J'ai enfin, ma Delphine, une nouvelle heureuse à vous annoncer: madame de Mondoville est revenue depuis quelques jours, comme vous le savez; mais ce que vous ignorez, c'est qu'à son arrivée on n'a pas manqué de l'informer des bruits calomnieux qui s'étoient répandus; elle m'en a parlé, et je lui ai dit que ce qu'il y avoit de vrai dans cette histoire, c'étoit une action généreuse de vous, l'asile que vous aviez accordé à M. de Valorbe, au moment où il étoit poursuivi. Je dois à Matilde la justice, qu'il est impossible d'avoir mieux accueilli tout ce que mon indignation me suggéroit sur l'infâme conduite de M. de Fierville et de madame du Marset; et si quelque chose pouvoit me faire une sorte de peine, c'étoit de voir quel point il m'étoit facile de la persuader! J'ai senti dans cette occasion combien une morale, même exagérée, étoit un grand avantage dans les relations intimes de la vie.

Le soir même de la conversation que j'avois eue avec Matilde, elle se trouva dans une société assez nombreuse où je n'étois pas, et, pendant mon absence, on osa vous attaquer assez vivement.
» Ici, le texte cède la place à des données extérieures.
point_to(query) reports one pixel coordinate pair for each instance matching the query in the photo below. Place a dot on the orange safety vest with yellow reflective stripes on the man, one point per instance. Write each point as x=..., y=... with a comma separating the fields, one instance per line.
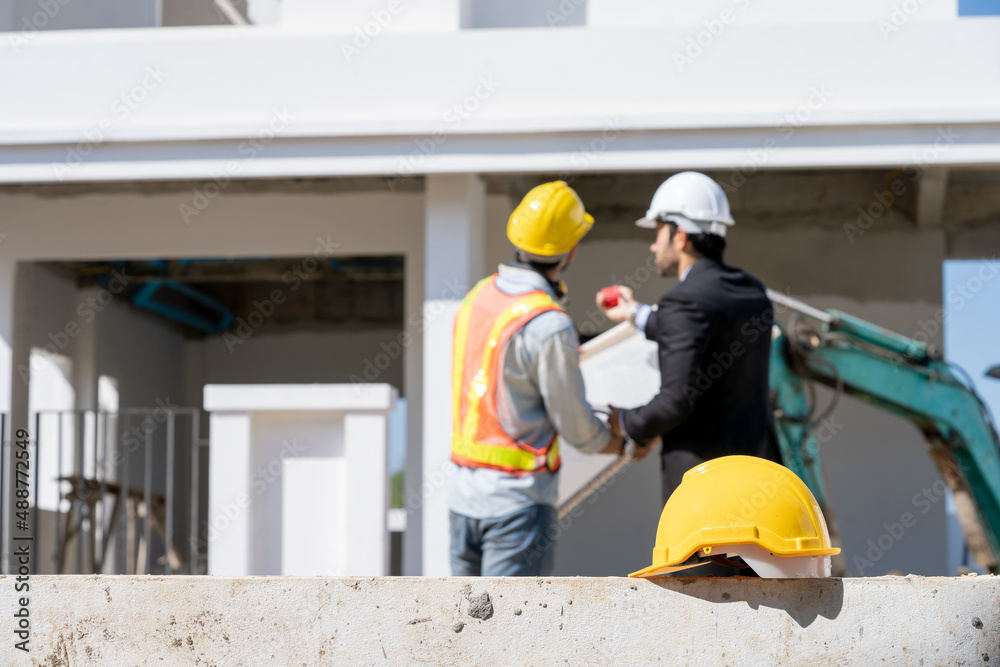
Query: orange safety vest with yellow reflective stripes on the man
x=485, y=322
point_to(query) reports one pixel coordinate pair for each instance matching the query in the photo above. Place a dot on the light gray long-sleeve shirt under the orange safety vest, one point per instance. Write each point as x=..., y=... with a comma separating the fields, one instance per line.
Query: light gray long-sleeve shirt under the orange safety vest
x=541, y=394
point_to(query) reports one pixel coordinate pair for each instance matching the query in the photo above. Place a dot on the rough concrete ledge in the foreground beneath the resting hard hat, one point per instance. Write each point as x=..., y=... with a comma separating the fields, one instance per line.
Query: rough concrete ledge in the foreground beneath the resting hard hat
x=309, y=621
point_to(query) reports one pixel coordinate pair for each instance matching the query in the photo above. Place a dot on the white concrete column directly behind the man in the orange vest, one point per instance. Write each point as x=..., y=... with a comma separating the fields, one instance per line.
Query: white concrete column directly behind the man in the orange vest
x=453, y=261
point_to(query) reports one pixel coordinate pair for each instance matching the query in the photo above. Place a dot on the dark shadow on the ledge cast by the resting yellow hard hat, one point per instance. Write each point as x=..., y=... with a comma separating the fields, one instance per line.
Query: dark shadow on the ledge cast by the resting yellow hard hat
x=802, y=599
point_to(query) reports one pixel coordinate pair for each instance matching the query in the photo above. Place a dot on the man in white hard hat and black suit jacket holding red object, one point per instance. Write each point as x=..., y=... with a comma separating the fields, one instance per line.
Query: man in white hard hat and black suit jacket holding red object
x=713, y=330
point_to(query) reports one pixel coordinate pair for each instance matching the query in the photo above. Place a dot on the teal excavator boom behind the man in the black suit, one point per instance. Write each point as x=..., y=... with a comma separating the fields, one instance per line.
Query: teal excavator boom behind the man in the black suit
x=901, y=375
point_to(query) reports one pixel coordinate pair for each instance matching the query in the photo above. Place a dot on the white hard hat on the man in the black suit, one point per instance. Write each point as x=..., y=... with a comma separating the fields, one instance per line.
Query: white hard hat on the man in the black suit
x=692, y=201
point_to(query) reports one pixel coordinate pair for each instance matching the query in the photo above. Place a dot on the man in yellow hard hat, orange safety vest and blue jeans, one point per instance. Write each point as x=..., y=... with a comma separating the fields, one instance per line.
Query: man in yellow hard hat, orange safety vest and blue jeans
x=518, y=394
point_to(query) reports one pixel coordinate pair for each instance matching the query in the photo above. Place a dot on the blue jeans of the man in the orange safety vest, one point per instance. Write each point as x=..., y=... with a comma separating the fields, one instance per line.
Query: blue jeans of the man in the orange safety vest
x=517, y=545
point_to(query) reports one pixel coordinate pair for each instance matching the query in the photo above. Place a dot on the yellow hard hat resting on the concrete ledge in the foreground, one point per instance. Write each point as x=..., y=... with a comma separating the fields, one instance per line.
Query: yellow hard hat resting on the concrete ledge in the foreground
x=738, y=500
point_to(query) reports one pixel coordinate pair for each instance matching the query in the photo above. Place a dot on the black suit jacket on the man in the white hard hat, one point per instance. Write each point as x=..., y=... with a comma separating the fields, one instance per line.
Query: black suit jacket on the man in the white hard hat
x=714, y=331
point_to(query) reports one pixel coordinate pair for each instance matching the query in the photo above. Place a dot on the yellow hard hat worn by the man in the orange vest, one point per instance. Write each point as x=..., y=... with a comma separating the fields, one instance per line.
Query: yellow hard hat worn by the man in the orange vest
x=549, y=221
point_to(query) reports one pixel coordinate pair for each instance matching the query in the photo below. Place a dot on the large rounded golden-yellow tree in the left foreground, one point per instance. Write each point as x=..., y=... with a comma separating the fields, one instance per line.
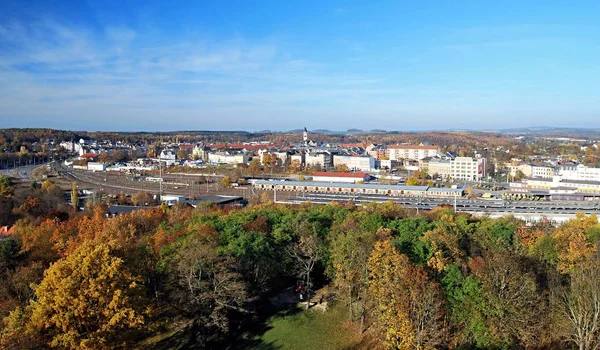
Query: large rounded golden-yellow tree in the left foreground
x=86, y=300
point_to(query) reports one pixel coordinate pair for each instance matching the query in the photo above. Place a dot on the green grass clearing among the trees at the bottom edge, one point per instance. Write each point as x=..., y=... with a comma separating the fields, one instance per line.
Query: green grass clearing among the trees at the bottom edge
x=309, y=329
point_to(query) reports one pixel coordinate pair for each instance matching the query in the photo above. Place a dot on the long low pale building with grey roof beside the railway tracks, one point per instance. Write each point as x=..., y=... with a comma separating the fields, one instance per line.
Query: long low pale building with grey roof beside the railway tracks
x=327, y=187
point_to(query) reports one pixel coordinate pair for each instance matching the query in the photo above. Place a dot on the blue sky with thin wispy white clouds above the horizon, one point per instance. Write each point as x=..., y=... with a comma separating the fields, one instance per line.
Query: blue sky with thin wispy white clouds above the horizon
x=280, y=65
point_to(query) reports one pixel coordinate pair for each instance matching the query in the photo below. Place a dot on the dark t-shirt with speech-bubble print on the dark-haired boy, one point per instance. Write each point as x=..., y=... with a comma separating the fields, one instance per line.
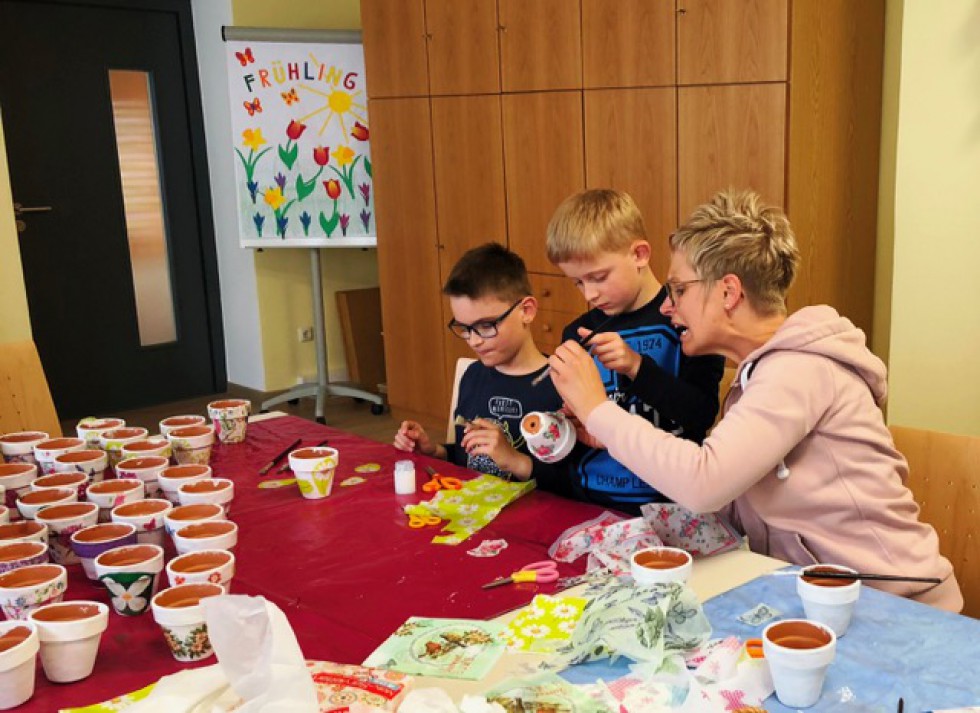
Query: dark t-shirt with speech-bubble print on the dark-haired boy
x=486, y=393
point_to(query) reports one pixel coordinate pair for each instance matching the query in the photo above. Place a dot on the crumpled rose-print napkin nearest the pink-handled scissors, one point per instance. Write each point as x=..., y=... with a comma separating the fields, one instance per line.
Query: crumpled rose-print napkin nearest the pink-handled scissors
x=608, y=540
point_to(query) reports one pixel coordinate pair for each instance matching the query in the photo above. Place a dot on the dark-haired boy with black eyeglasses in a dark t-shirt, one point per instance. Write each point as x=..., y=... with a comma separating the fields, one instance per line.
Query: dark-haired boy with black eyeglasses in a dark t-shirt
x=490, y=297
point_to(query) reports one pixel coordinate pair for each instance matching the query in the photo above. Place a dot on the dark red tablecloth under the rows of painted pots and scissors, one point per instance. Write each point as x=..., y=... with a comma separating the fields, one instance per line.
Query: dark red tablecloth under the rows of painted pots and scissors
x=347, y=570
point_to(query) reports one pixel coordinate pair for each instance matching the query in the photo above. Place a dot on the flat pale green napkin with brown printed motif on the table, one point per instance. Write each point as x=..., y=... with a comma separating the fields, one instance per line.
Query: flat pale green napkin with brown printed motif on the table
x=448, y=648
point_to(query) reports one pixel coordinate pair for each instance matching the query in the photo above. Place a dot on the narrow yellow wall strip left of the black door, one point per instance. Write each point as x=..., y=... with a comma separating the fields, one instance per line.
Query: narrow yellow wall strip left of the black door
x=15, y=323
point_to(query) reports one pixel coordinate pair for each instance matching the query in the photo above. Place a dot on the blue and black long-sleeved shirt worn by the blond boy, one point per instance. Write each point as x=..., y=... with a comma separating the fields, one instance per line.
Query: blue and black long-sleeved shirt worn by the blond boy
x=674, y=392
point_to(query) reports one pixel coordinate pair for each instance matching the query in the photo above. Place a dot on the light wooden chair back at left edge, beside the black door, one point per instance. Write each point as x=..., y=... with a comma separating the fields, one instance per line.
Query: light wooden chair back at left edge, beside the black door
x=25, y=400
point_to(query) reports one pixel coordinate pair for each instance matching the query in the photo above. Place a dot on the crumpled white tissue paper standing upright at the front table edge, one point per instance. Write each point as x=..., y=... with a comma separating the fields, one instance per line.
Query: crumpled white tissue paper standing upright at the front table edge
x=260, y=665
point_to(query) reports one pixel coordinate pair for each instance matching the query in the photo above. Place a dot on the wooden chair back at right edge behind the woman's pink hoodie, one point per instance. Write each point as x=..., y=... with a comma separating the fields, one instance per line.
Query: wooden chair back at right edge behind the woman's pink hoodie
x=944, y=476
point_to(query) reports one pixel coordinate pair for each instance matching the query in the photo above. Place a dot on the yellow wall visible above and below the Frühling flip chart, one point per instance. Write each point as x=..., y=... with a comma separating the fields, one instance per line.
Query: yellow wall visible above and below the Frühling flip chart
x=283, y=276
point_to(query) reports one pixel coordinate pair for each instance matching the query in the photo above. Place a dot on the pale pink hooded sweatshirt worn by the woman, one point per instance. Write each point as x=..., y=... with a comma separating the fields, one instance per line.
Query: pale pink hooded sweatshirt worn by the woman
x=802, y=461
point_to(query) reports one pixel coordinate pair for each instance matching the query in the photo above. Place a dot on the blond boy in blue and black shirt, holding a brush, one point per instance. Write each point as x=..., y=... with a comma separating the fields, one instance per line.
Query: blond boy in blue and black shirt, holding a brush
x=597, y=238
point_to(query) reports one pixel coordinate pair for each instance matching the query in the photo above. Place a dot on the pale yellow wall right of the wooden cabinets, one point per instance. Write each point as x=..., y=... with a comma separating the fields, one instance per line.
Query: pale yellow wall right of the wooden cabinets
x=935, y=295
Madame de Mondoville, je le sais d'un de mes amis qui s'y trouvoit, vous défendit avec une telle force, une telle hauteur, qu'elle sut en imposer à tout le monde; et sa manière de s'exprimer, et l'autorité de sa réputation, ont produit un tel effet, que mon ami, et quelques autres témoins de cette scène, sont tout-à-fait persuadés qu'elle a été la cause d'un changement décisif en votre faveur.

Je ne puis vous dire, ma Delphine, combien je suis touché de la conduite de madame de Mondoville dans cette circonstance! son bonheur m'est devenu plus cher, plus sacré par cette action, que par tous les liens qui nous unissoient. Elle doit aller chez vous ce soir, je ne veux point m'y trouver en même temps qu'elle; je me priverai donc de vous tout le jour: mais qu'il m'est doux de penser que le danger dont vous me menaciez sans cesse n'existe plus; que toutes les inquiétudes sont à jamais écartées de l'esprit de Matilde; et que rien désormais, ô mon amie! ne peut plus me séparer de toi!